We found a significant, moderate improvement in dimensional measures of depression symptoms in patients with epilepsy with (K = 1) and without depression (K = 2) or with ADHD (K = 1) that favored eTNS relative to sham (ADHD), TAU (epilepsy without depression) or 20 Hz eTNS (epilepsy with depression) (K = 3, SMD = 0.45, 95% CI[0.01–0.88]), which was no longer significant when limited to trials with only adult samples (K = 2). Heterogeneity was low and statistically non-significant (see Table 5, Fig. 3). Jacknife sensitivity analysis revealed that this effect was no longer significant when we removed three studies [26, 63, 64]. Heterogeneity remained low and statistically non-significant (see Table 6).
Other outcome measures
We found no significant effect on monthly anti-migraine drug use, monthly migraine attacks, and migraine days. With the exception of the latter, all analyses were associated with high and statistically significant heterogeneity (see Table 5, Figs. 4–6).
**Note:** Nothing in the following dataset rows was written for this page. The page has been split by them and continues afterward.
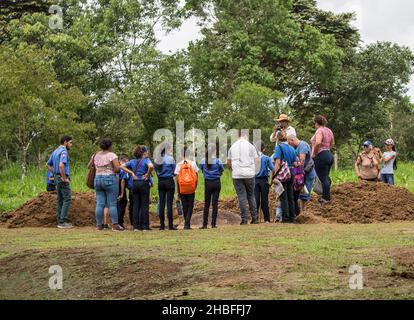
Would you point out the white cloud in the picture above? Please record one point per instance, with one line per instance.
(380, 20)
(377, 20)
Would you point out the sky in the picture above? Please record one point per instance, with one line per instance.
(377, 20)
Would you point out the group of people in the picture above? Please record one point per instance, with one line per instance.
(292, 169)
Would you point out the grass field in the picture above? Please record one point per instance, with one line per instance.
(14, 191)
(252, 262)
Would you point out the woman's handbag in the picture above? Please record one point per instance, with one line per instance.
(90, 178)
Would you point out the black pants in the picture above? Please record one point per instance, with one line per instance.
(261, 193)
(187, 200)
(323, 163)
(131, 207)
(122, 204)
(296, 195)
(141, 199)
(211, 194)
(166, 190)
(287, 202)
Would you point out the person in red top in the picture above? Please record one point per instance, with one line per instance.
(322, 143)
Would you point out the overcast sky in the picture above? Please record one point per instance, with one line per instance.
(377, 20)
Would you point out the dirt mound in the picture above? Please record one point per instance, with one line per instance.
(41, 211)
(364, 202)
(361, 202)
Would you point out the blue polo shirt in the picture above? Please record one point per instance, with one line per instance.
(289, 154)
(215, 172)
(266, 166)
(166, 170)
(60, 155)
(143, 168)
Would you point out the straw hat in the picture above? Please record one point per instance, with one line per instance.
(282, 117)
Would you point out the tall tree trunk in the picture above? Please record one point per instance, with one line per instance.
(24, 162)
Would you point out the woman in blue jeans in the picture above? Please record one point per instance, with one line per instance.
(322, 143)
(106, 184)
(140, 170)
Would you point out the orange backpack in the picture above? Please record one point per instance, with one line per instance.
(187, 179)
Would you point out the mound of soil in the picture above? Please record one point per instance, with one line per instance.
(41, 211)
(362, 202)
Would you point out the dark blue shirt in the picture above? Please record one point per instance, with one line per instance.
(49, 176)
(143, 168)
(214, 172)
(166, 170)
(266, 166)
(289, 154)
(60, 155)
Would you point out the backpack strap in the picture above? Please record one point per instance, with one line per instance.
(139, 165)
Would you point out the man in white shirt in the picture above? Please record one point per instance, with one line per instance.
(243, 158)
(283, 121)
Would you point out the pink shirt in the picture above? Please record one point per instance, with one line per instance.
(327, 137)
(103, 163)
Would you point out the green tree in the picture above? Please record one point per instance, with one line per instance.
(34, 106)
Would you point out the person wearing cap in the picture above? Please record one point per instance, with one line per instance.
(322, 143)
(389, 162)
(369, 162)
(282, 122)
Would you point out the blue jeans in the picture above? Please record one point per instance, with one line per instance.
(107, 189)
(64, 199)
(323, 163)
(388, 178)
(309, 178)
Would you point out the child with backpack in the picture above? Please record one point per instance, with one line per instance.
(140, 169)
(261, 188)
(389, 162)
(212, 169)
(186, 172)
(165, 167)
(122, 198)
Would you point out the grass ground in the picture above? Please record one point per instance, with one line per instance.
(252, 262)
(14, 192)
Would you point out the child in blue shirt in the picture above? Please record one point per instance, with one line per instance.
(50, 181)
(261, 189)
(212, 169)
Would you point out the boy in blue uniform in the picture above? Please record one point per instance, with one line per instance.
(165, 167)
(122, 199)
(212, 169)
(58, 164)
(50, 182)
(261, 189)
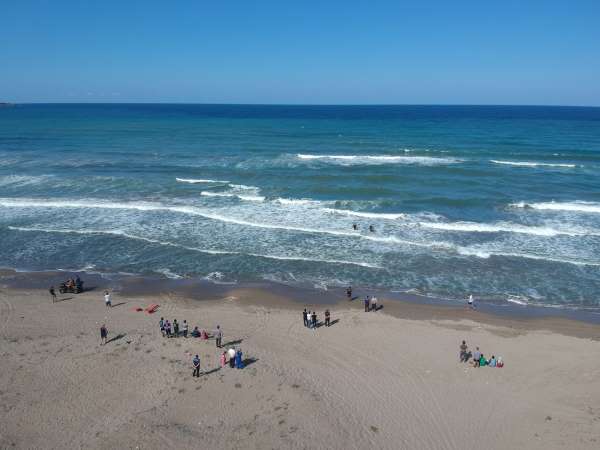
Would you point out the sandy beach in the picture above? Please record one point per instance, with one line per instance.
(371, 380)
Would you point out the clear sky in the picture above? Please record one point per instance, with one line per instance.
(328, 51)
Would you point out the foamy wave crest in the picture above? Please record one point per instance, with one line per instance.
(378, 159)
(473, 227)
(576, 206)
(198, 181)
(195, 249)
(248, 198)
(167, 273)
(370, 215)
(532, 164)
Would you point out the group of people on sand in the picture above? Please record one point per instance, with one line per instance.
(233, 357)
(311, 321)
(175, 329)
(477, 358)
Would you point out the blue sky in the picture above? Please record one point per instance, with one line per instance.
(331, 52)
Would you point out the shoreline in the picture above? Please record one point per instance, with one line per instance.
(521, 319)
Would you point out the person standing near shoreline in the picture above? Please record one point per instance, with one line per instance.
(218, 336)
(196, 364)
(103, 334)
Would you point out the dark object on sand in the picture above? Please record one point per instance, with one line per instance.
(71, 287)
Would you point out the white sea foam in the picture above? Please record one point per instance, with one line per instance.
(197, 181)
(167, 273)
(576, 206)
(196, 249)
(532, 164)
(249, 198)
(378, 159)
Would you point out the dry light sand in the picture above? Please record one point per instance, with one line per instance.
(370, 381)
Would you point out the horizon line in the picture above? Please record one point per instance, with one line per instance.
(298, 104)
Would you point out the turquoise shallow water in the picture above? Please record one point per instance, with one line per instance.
(501, 202)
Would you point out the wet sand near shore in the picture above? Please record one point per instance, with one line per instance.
(388, 379)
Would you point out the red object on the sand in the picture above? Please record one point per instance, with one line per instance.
(152, 308)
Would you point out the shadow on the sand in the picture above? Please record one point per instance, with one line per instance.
(117, 337)
(248, 361)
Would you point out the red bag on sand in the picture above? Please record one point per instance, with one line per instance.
(152, 308)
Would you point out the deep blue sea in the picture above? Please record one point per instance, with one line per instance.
(501, 202)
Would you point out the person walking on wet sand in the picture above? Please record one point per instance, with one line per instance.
(218, 336)
(103, 334)
(196, 364)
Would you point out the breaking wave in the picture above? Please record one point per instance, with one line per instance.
(377, 159)
(532, 164)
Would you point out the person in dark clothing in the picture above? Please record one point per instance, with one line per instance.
(103, 334)
(196, 363)
(218, 336)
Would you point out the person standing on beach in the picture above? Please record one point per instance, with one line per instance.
(463, 352)
(471, 301)
(374, 303)
(103, 334)
(196, 363)
(218, 336)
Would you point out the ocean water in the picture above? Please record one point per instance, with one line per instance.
(500, 202)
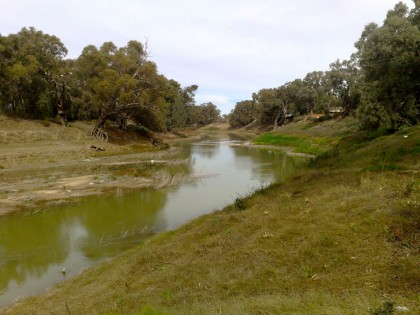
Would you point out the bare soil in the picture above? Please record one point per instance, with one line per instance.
(42, 163)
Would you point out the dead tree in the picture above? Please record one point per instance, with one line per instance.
(282, 116)
(60, 92)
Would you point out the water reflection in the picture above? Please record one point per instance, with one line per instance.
(35, 248)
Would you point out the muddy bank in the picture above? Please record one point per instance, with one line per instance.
(43, 165)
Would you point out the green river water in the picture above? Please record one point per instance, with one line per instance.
(34, 248)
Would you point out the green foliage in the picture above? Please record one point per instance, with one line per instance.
(386, 309)
(315, 145)
(108, 82)
(388, 55)
(24, 91)
(243, 114)
(239, 204)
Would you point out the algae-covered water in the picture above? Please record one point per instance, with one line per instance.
(40, 249)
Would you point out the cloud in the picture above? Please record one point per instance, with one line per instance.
(230, 49)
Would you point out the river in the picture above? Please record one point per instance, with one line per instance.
(40, 249)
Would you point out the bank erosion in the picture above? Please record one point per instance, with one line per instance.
(341, 237)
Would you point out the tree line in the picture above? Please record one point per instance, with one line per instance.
(108, 83)
(379, 83)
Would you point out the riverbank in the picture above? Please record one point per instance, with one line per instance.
(44, 164)
(341, 237)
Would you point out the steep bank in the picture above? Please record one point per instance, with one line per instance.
(340, 238)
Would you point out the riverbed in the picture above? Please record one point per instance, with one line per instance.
(43, 247)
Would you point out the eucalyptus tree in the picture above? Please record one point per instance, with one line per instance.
(204, 114)
(342, 80)
(389, 59)
(244, 113)
(24, 90)
(121, 83)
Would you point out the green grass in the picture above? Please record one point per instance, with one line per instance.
(341, 237)
(301, 144)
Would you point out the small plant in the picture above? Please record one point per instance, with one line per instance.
(386, 309)
(239, 204)
(46, 123)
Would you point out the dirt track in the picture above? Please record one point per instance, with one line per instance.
(43, 163)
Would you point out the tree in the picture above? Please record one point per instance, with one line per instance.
(391, 70)
(24, 90)
(121, 83)
(343, 78)
(244, 113)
Only the analysis of migraine pain intensity outcomes had the required number of trials (i.e., 10 or more per predictor) to conduct a meta-regression analysis. The overall effect size estimates were not significantly predicted by follow-up length, duration of treatment, or mean age (see Supplementary Table 2).
Egger’s regression test was non-significant for the analysis of dimensional measures of depression (p = 0.13). Egger’s regression test could not be conducted for the analyses on migraine pain intensity, migraine days, and quality of life because the significant heterogeneity would have confounded any interpretation of funnel plot asymmetry.